Comprendre: qu'ils ne se laissent séduire ni par l'Emirat du Caucase, ni par l'organisation Etat islamique (EI), à qui l'Emirat a prêté allégeance et dont de nombreux Tchétchènes ont rejoint les rangs en Syrie et en Irak, selon les services de sécurité russes.
- Ambitions internationales -
Depuis quelques années, Ramzan Kadyrov multiplie aussi les déclarations à destination du monde musulman. Alors que l'esplanade des Mosquées à Jérusalem est le théâtre de violences meurtrières, il déclare son soutien aux Palestiniens sur son très suivi compte Instagram, affirmant qu'"Allah mettra au bon moment une épée dans les mains d'un guerrier de l'islam pour libérer (la mosquée) al-Aqsa".

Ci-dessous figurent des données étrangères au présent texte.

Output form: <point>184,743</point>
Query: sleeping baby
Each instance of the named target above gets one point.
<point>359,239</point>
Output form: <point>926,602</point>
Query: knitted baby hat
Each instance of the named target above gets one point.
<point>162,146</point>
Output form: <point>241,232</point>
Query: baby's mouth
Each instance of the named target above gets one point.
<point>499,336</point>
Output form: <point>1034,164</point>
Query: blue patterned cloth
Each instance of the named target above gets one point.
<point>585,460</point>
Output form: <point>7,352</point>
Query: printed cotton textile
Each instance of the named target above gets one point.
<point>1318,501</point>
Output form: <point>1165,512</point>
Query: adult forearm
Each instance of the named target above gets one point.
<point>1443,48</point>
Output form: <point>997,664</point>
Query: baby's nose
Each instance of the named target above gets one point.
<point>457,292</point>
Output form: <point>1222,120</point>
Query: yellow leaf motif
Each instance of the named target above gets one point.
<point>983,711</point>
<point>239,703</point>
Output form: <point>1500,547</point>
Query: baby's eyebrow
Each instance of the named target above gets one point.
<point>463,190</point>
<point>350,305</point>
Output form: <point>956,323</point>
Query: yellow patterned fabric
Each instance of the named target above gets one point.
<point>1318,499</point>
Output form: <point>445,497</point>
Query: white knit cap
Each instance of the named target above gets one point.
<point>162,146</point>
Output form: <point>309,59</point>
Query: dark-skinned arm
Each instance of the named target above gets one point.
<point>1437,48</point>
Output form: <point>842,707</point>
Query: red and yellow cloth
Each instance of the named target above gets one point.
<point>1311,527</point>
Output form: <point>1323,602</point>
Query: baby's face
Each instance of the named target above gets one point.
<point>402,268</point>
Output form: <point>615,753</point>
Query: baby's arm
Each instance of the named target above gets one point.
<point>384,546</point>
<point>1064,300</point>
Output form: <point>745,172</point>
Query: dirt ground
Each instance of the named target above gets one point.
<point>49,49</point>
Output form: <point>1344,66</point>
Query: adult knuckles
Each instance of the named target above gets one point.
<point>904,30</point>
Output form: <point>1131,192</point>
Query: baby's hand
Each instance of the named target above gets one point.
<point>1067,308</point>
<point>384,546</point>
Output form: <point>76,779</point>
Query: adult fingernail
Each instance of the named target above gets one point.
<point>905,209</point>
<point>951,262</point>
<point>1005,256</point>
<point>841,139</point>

Pour l'expert politique Nikolaï Petrov à Moscou, "on voit depuis longtemps que Kadyrov désire jouer un rôle particulier dans le monde musulman et cela, dès les manifestations contre Charlie Hebdo", lorsque plus d'un million de Tchétchènes avaient défilé le 19 janvier 2015 contre les caricatures de Mahomet publiées par l'hebdomadaire satirique français, cible d'une attaque jihadiste meurtrière quelques jours auparavant.
"Ces déclarations sur Israël et la Palestine, le scandale sur les homosexuels (persécutés) en Tchétchénie, tout cela ne fait que renforcer sa position, son statut de chef de file", ajoute-t-il.
Et, au même titre que son dirigeant, Grozny ambitionne d'avoir une réputation internationale auprès des musulmans. "Les gens viennent de très loin pour prier et étudier ici", assure le maire de la ville.
Au risque d'exclure ceux qui ne sont pas musulmans, comme Elena, qui vit à Grozny depuis sa naissance. Russe orthodoxe, elle se "sent comme une citoyenne de seconde zone."
"Grozny est une ville musulmane et pour les musulmans", résume-t-elle.